Na primeira parte da Audiência, as inspetoras do Mecanismo Nacional de Combate a Tortura apresentaram a relatoria das inspeções. As situações assistidas deflagraram um cenário amplo de violações aos direitos humanos, com pessoas privadas de liberdade sujeitas, sobretudo, a torturas e medidas punitivistas. Realidades de sub humanidade e que ferem o princípio da dignidade.
Em seu discurso, a deputada Dani Portela, presidenta da CCDHPP, relembrou os marcos negativos de Pernambuco como dono de um dos piores sistemas carcerários do Brasil e do mundo, além de apontar problemas que aprofundam esse título. Dentre eles, prisões provisórias potencializando as superlotações, ausência de penas alternativas e medidas do poder executivo que podem somente ampliar as lacunas como a inauguração de novas unidades prisionais.
Para a parlamentar, é preciso mudar toda uma lógica a fim de resolver as problemáticas. “Depois dessas inspeções voltamos estarrecidas e preocupadas. É preciso intervir urgente nessa situação. Se a gente olhar o custo de um preso para a máquina pública do estado dentro de um ano é superior ao que seria gasto numa escola integral no mesmo período. Essas mães, em sua maioria negras, de filhos jovens, negros, periféricos, queriam ver seus filhos no banco da escola ou no banco de réu? Quando o estado brasileiro vai se responsabilizar por uma efetiva democracia onde se chegue em todos os territórios periféricos com política e não com a polícia? A polícia chega. Não se vê escola, não se vê saúde, política pública de lazer, esporte, saúde, cultura, mas vê a polícia. Chega muito rápido, confundindo uma furadeira com uma espingarda, um guarda-chuva com uma arma, mas não confundem essas pessoas. Para cada bala perdida, há sempre um corpo negro encontrado. Precisamos debater segurança pública sobre uma outra lógica para que tudo isso mude”, pontuou.

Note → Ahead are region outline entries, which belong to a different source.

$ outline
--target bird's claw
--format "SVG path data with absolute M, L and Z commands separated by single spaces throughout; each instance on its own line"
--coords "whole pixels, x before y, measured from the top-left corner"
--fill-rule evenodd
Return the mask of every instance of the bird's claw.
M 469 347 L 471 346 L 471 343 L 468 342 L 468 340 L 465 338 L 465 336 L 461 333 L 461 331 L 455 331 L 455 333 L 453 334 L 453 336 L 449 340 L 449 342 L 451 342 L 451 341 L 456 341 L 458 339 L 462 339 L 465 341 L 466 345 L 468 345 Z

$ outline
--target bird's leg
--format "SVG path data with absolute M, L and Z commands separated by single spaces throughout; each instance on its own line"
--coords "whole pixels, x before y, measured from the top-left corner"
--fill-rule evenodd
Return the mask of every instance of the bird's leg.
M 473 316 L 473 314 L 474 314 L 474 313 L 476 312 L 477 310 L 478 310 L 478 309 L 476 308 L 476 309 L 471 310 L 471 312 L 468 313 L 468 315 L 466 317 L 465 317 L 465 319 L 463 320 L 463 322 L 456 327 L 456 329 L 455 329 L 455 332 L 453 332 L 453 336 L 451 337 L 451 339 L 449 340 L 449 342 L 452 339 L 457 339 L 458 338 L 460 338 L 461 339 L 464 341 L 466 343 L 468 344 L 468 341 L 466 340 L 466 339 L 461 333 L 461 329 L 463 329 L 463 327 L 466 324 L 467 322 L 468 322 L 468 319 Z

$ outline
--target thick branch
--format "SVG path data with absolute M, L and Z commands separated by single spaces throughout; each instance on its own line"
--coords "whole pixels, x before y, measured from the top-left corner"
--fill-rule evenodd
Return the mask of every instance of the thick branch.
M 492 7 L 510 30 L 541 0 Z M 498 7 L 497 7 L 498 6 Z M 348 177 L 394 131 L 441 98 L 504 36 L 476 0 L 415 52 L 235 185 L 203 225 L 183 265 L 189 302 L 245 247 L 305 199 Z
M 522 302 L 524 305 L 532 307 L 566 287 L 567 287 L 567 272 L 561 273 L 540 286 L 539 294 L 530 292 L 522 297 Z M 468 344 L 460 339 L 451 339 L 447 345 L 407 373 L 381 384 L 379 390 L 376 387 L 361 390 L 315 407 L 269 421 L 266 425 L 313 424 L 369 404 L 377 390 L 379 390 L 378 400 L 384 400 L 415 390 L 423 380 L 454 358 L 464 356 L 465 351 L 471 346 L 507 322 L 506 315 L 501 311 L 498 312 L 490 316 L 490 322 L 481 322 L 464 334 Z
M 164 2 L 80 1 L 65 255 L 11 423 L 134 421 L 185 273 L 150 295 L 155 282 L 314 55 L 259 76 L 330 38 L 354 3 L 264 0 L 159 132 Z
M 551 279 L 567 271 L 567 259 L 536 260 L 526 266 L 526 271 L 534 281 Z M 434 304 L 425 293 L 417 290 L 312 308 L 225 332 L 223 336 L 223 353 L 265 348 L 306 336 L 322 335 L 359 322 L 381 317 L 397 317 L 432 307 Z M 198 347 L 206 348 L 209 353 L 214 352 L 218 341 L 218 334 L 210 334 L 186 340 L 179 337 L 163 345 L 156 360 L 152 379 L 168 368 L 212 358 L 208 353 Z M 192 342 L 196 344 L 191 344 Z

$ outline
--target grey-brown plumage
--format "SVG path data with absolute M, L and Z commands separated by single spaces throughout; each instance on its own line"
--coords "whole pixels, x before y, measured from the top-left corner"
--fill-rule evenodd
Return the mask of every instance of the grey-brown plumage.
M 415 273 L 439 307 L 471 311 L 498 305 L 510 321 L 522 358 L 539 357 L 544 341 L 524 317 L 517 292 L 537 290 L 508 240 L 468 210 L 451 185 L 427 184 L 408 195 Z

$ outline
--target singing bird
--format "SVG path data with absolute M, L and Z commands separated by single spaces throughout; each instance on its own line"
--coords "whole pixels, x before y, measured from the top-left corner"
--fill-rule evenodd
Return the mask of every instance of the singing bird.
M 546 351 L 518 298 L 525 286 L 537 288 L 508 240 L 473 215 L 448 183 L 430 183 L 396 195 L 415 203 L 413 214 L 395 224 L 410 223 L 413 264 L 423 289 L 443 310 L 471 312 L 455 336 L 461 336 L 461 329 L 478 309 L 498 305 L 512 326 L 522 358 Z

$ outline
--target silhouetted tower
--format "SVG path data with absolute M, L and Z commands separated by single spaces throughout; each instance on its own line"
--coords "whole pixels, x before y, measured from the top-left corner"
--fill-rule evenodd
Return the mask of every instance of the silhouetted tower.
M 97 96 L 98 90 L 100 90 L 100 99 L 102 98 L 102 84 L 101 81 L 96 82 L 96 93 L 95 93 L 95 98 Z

A Audiência Pública ainda reuniu defensores públicos, representantes do poder executivo e familiares de penalizados. Uma das falas que chamou atenção à tribuna foi a de Wilma Waldomiro, defensora pública que acompanha a situação das unidades prisionais do estado há anos, representando o Comitê Estadual de Prevenção e Combate a Tortura. “Vivemos uma sociedade punitivista por engano porque não temos a pena de morte ou a prisão perpétua, mas temos a tortura, maus tratos, penas executadas de forma degradante. É uma realidade que não só envolve a pessoa que está em situação de encarceramento, envolve também a família. Convido todos que não conhecem a prisão a passear por lá, para entender onde está a Casa Grande e a Senzala. Sala de diretor bonita, ar condicionado, mas quando vai na Senzala, conhece a prisão, em sua maioria cheia de negros e pobres”, denunciou. As falas também mencionaram pessoas privadas de liberdade sofrendo assédio após visitas e insegurança por parte dos defensores públicos em suas idas às unidades prisionais pela má recepção das equipes.
O encontro também acolheu a escuta de familiares de pessoas penalizadas que teceram críticas ao poder executivo. “Lamento só ter a secretária de Justiça e Direitos Humanos do Governo para debater um tema tão importante. Isso só demonstra desrespeito e descaso. Meu filho hoje, é um sobrevivente do sistema. O Governo que trabalha exclusivamente para o encarceramento do povo preto só garante o aumento da violência. Só demonstra um tripé de desigualdade que a sociedade vive, de gênero, raça, porque os presídios são navios negreiros, e de classe, porque quem tem dinheiro passa longe dos presídios”, enfatizou Liliane Barros, mãe de penalizado e representante do Fórum Popular de Segurança Pública.
Os encaminhamentos desenvolvidos na Audiência Pública estabelecem pedidos de informação sobre a reestruturação do Mecanismo Estadual do Combate a Tortura além de estruturar em termos as denúncias e provocações feitas na ocasião. Este documento será enviado ao poder executivo em busca de respostas.